Our View: How to mitigate the harms of fake news
February 25, 2017
Facebook has been in the news lately because of its renewed focus on fighting one of its demons from the 2016 elections: fake news.
While the Facebook manifesto, user experience changes and advanced partnerships with the media are to be celebrated, is the issue at hand really Facebook’s problem to fix? Oxford Dictionaries selected post-truth as its word of the year for a reason.
What is fake news?
While the phrase has only recently become a hot-button issue, the idea of manipulation and sensationalism in the media is nothing new.
Starting around the mid-1890s, the craze of attention-seeking headlines, fabricated sources and general sensationalism in the papers became known as yellow journalism.
The spread of this misinformation helped lead this country into the Spanish-American War and sparked a debate about the role of journalism in society.
Two major changes set the current problem apart from the age of yellow journalism.
No longer is the message coming from a recognizable and trusted source and misinformation is now only a few clicks away from going viral.
Fake news is not simply factually inaccurate, but it is created to cause some kind of harm to a political opponent.
Simply claiming that CNN is fake news holds little weight. Even if the initial reports aren’t factually accurate in a story, legitimate news sources like CNN aren’t intending to cause harm and will correct its mistakes.
The problem of fake news can be mitigated with one simple step.
Read the articles you share on social media. In the world of journalism, an adage about fact checking holds a lot of weight in the post-fact era.

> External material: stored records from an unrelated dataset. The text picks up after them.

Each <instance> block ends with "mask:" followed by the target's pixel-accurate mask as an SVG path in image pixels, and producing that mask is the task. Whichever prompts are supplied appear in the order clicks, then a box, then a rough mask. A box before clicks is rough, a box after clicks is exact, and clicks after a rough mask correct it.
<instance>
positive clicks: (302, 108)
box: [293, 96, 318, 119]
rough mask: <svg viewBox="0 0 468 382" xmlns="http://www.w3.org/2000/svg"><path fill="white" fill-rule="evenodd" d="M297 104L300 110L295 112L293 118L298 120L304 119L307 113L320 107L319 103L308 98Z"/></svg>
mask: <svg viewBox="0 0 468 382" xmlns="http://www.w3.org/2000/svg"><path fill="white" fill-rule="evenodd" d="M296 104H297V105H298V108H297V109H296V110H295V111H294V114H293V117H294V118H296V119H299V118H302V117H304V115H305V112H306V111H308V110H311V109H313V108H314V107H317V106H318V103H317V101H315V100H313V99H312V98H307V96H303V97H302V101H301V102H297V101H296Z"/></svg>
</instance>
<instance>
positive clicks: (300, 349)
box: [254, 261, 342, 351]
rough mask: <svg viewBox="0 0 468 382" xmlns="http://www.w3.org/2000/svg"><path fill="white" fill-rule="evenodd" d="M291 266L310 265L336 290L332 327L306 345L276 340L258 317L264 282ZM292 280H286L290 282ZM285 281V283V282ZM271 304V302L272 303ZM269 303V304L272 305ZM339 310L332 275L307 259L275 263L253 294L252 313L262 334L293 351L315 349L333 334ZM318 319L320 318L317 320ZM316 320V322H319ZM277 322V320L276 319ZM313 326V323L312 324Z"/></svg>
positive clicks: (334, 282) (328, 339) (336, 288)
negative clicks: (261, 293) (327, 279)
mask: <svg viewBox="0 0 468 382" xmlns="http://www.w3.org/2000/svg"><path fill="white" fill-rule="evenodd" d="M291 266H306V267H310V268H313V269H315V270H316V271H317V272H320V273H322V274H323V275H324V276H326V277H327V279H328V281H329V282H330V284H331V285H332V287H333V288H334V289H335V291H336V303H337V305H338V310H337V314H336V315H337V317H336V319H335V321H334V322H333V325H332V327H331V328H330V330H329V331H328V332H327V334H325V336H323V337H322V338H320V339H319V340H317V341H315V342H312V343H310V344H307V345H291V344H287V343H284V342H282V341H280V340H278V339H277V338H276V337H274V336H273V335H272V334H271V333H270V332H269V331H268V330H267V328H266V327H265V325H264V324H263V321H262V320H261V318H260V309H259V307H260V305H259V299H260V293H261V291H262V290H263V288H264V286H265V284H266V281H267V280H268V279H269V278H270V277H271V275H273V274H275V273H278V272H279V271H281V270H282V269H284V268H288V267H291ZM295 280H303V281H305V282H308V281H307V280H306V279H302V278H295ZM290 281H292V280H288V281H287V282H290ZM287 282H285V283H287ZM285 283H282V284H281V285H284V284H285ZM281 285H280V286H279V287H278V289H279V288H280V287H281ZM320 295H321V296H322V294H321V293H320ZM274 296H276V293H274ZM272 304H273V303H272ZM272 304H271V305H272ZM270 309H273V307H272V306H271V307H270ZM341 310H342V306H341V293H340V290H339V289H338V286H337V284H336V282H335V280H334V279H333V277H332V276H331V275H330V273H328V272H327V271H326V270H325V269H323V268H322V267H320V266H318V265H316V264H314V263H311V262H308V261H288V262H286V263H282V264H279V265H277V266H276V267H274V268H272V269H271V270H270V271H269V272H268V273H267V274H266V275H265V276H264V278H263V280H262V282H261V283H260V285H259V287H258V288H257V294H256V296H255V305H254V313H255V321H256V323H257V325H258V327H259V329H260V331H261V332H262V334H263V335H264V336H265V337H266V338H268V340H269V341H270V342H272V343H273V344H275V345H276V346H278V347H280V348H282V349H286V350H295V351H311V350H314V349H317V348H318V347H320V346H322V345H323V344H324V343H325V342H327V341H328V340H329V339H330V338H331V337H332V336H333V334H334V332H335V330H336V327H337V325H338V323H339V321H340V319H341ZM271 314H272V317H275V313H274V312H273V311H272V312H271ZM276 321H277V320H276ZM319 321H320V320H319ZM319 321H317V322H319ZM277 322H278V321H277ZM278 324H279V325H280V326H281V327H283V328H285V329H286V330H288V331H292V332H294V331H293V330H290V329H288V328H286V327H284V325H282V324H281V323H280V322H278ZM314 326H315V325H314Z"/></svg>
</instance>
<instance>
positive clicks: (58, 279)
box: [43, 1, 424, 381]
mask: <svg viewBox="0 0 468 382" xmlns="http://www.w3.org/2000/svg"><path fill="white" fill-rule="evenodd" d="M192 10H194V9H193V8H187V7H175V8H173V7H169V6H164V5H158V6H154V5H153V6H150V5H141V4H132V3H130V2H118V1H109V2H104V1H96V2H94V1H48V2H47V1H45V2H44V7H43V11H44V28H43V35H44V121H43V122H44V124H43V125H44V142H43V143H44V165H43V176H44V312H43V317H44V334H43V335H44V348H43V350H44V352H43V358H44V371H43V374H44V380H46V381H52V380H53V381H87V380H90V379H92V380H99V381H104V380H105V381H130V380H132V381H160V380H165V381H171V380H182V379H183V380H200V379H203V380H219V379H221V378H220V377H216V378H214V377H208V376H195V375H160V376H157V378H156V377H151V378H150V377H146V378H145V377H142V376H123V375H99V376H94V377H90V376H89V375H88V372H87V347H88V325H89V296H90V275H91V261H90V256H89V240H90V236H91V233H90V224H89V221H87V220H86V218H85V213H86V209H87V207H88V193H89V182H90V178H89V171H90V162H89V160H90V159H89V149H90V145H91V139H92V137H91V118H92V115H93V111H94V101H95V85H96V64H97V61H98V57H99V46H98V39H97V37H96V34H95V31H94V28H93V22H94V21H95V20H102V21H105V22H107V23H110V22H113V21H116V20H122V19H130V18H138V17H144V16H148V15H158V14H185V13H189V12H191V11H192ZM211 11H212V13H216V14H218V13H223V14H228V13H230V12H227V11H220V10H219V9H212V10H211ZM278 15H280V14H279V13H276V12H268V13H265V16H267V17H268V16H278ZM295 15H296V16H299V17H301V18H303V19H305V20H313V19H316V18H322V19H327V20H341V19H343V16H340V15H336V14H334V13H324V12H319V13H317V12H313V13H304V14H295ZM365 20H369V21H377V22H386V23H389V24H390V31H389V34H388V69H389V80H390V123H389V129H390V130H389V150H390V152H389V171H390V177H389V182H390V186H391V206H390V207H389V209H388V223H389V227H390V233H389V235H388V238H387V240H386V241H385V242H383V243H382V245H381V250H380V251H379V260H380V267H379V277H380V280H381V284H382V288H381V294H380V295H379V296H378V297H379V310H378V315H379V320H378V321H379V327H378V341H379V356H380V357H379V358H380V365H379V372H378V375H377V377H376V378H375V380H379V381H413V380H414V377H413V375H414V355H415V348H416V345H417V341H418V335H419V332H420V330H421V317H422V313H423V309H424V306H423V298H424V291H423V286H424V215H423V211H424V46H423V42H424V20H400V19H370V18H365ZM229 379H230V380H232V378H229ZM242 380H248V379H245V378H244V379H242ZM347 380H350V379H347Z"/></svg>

If something seems too good to be true, then it probably is. Don’t be afraid to Google some of the numbers in the article or do other simple fact-checking to determine the legitimacy of an unknown source.
A classic example of this was the widely spread fake news story now referred to as Pizzagate.
The story of how former Democratic presidential nominee Hillary Clinton was running a child sex trafficking organization snowballed from anonymous users on the online message board 4Chan.
It eventually snowballed into real threats to the Comet Ping Pong pizzeria and gained huge traction on social media platforms.
The New York Times reported that the owner of the pizzeria, James Alefantis, had never met Clinton but was a supporter and had many prominent Democratic friends.
While the current media environment has often put speed before accuracy, this isn’t enough reason to dismiss fact with an apathetic shrug of the shoulders.
No matter how unfair it is, more responsibility has to fall on the shoulders of readers to seek the truth.
Sure, one tweet isn’t likely to start a war (if it comes from the @POTUS Twitter account this could be a different story), but the continued spread of straight lies is like a million tiny cracks on the glass cage holding our democracy together.
This problem is just another barrier aiding the polarization of this nation, and if we can no longer agree on facts, then there is no chance of us coming together to create the solutions to our problems.